Yesterday, President Woodrow Wilson shocked the American political world. He did what American presidents have seldom done—he intervened in the mid-term campaigns for Congress and declared that he needed Democratic candidates to win Senate and House races. Otherwise, Wilson announced, his plan to start a “League of Nations”, an international association of nations from around the world, would be in peril. Wilson had offered the League concept in a speech nine months ago. With Germany on the verge of defeat, Wilson saw the League as a likely instrument to prevent more wars on a global scale, making this, he said, “the war to end all wars.” And he needed Democrats to win ten days from now to make that dream a reality next year.

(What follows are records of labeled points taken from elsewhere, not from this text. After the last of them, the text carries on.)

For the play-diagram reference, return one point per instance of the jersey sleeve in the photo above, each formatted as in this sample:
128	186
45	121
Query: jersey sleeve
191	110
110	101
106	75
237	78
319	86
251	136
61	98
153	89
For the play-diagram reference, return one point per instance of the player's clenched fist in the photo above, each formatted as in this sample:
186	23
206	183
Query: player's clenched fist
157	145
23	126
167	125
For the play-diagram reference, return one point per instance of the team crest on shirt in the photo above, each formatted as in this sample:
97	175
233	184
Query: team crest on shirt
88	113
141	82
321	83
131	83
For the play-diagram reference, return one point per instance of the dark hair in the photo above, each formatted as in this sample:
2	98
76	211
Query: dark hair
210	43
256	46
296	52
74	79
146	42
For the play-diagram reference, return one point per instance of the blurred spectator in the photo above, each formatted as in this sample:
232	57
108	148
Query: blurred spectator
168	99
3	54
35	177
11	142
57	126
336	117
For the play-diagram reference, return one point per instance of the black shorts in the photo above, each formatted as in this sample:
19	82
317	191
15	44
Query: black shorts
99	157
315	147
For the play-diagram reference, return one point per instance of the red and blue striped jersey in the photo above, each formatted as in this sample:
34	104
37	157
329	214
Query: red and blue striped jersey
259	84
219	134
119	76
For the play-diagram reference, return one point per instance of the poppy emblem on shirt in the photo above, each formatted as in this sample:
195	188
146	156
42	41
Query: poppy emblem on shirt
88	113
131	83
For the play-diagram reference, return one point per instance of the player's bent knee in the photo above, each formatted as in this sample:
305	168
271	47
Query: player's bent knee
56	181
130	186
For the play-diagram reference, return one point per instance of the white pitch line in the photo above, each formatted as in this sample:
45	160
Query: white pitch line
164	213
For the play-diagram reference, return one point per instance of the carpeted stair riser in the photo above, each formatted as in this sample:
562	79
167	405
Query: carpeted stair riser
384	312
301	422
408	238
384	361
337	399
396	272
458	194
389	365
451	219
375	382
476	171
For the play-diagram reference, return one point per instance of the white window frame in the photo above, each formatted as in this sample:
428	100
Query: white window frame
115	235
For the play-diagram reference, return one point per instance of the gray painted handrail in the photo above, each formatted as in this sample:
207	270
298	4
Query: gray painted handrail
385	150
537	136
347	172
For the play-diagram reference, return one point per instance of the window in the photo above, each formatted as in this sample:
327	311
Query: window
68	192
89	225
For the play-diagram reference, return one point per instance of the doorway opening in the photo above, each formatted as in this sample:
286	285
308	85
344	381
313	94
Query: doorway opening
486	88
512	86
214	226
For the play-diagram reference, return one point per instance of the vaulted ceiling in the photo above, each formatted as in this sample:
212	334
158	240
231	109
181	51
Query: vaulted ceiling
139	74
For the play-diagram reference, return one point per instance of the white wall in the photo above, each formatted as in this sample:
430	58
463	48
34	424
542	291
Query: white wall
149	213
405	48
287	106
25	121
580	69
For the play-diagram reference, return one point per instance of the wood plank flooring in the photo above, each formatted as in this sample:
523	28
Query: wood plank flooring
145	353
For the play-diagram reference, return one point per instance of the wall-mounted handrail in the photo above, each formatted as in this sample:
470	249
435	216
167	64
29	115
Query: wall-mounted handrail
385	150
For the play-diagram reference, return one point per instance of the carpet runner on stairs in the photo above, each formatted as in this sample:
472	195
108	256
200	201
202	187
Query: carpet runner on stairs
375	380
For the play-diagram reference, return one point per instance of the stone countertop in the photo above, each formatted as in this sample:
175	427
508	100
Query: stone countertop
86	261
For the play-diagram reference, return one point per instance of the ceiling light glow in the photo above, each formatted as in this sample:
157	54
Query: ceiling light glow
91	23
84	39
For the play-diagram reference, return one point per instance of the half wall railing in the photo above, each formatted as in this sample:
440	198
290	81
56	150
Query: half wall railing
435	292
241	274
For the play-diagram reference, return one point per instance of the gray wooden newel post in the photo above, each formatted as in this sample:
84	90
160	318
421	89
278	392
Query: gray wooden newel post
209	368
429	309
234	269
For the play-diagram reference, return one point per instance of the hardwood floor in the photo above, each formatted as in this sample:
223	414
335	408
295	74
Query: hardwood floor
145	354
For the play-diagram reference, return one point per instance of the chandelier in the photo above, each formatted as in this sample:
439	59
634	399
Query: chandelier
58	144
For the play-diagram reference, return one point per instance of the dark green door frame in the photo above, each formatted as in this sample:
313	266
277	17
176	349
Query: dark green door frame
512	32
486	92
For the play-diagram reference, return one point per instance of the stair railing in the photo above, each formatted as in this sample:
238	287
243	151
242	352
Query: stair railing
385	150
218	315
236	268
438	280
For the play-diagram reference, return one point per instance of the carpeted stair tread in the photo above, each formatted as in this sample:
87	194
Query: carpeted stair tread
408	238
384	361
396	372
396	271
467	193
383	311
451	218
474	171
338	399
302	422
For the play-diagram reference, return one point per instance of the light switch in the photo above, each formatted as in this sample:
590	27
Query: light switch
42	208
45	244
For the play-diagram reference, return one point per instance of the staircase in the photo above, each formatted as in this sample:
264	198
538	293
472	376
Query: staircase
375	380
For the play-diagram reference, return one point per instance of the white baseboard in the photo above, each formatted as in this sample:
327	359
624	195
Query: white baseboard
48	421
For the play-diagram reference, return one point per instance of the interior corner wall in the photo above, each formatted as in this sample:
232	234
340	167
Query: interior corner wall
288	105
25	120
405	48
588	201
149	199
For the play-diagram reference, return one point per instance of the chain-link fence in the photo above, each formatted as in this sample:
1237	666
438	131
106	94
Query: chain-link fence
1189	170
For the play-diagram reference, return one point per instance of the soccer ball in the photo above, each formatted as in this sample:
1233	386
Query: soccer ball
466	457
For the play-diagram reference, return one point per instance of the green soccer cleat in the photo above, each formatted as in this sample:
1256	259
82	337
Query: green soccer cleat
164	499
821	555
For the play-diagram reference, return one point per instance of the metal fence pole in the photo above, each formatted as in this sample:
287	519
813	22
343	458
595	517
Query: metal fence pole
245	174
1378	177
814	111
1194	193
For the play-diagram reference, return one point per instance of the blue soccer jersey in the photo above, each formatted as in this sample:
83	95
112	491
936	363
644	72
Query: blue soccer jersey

The chattering over Wilson’s bold move continues today.

So go, voters, get up and go to the polls, he said. Move heaven and earth and go to the polls regardless of anything else going on.

Wilson never discusses influenza in public.

A thought for you on Day 49, April 30, 2020, forty-nine days after President Trump declares Covid-19 a national emergency—priority. You can only have one #1 priority. One spot at the top; that’s it. POTUS 28 is a perfect example of it. His first priority from entering the World War in April 1917 never changed—it was fighting and winning the World War, and also winning it in the way he believed was best. The latter point is critical to understand. You can have a #1 priority. In Wilson’s case, his #1 priority came with his view that he had the best understanding of what winning meant. It was the League of Nations. Everything else came second or third or twentieth on the list. Influenza could not and would not be allowed to distract from Priority #1. Remember that having a priority is good, we all know that. Sometimes, though, we need to think about other things as well. Let’s be sure to add two questions in honor of POTUS 28 and influenza—1) should I adjust my priority to allow for a new factor or feature of life?; and 2) have I bolted some additional belief onto my priority in such a way that is damaging, self-defeating, and counter-productive? Wilson never asked. You should.